Kelompok Tani Rukun Sari, Batu Bara (14/12/2021). (kedannews.com/Eka Suhendra).

“Tidak hanya sampai di situ, Kementerian Agraria dan Tata Ruang/Badan Pertanahan Nasional (ATR/BPN) juga membentuk Satuan Tugas Anti-Mafia Tanah sejak 2017,” sebut Darman.

Sengketa tanah yang di alami kelompok tani (Poktan) Rukun Sari dengan perkebunan PT EMHA yang berada di Lingkungan Vll Kelurahan Sipare-pare, Kecamatan Sei Suka.

Dalam praktik mafia tanah yang sedang bergejolak saat ini, kelompok tani (Koptan) Rukun Sari menjadi korban “keserakahan” pihak perkebunan.

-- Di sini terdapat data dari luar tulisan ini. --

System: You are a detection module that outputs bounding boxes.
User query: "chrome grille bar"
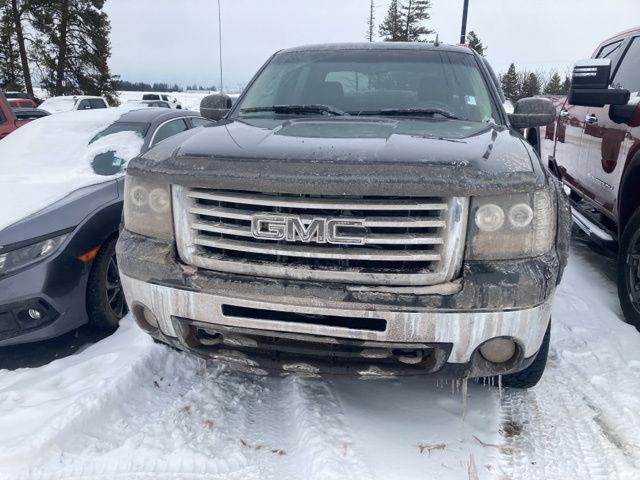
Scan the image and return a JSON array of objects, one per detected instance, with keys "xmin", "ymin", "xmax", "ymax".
[
  {"xmin": 172, "ymin": 186, "xmax": 468, "ymax": 286},
  {"xmin": 188, "ymin": 189, "xmax": 448, "ymax": 210}
]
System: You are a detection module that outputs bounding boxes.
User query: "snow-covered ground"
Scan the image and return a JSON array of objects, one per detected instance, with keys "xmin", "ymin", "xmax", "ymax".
[
  {"xmin": 118, "ymin": 92, "xmax": 239, "ymax": 112},
  {"xmin": 0, "ymin": 232, "xmax": 640, "ymax": 480}
]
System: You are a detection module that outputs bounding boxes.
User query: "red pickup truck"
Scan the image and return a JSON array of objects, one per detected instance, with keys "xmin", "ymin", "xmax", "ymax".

Putusan Kasasi Mahkamah Agung (MA) Nomor 3375 K/Pdt/2002 atas gugatan perdata sengketa lahan seluas 60 ha yang diajukan kelompok tani (Koptan) Rukun Sari ke MA sejak tahun 2002 lalu, dan tahun 2006 MA telah menerbitkan putusan telah memenangkan Koptan Rukun Sari dengan tergugat PT. EMHA, ulas Darman

Namun hingga saat ini lahan tersebut belum dapat dikuasai oleh Koptan Rukun Sari, dan masih terus bersengketa. Diketahui saat ini PT. Emha Kebun menanam kelapa sawit di tengah – tengah tanaman holtikultura milik Koptan Rukun Sari.

Ditambahkan Darman, berdasarkan instruksi tersebut, Menteri ATR/BPN membentuk Satuan Tugas (Satgas) Anti-Mafia Tanah bertujuan untuk memberantas praktik kejahatan pertanahan yang terindikasi mafia tanah.

Selain itu, Polri juga telah membentuk Satgas Anti-Mafia Tanah di 34 Polda, dalam pelaksanaannya tim Satgas Anti-Mafia Tanah yang dibentuk tetap bekerja sama dengan unsur internal Polri.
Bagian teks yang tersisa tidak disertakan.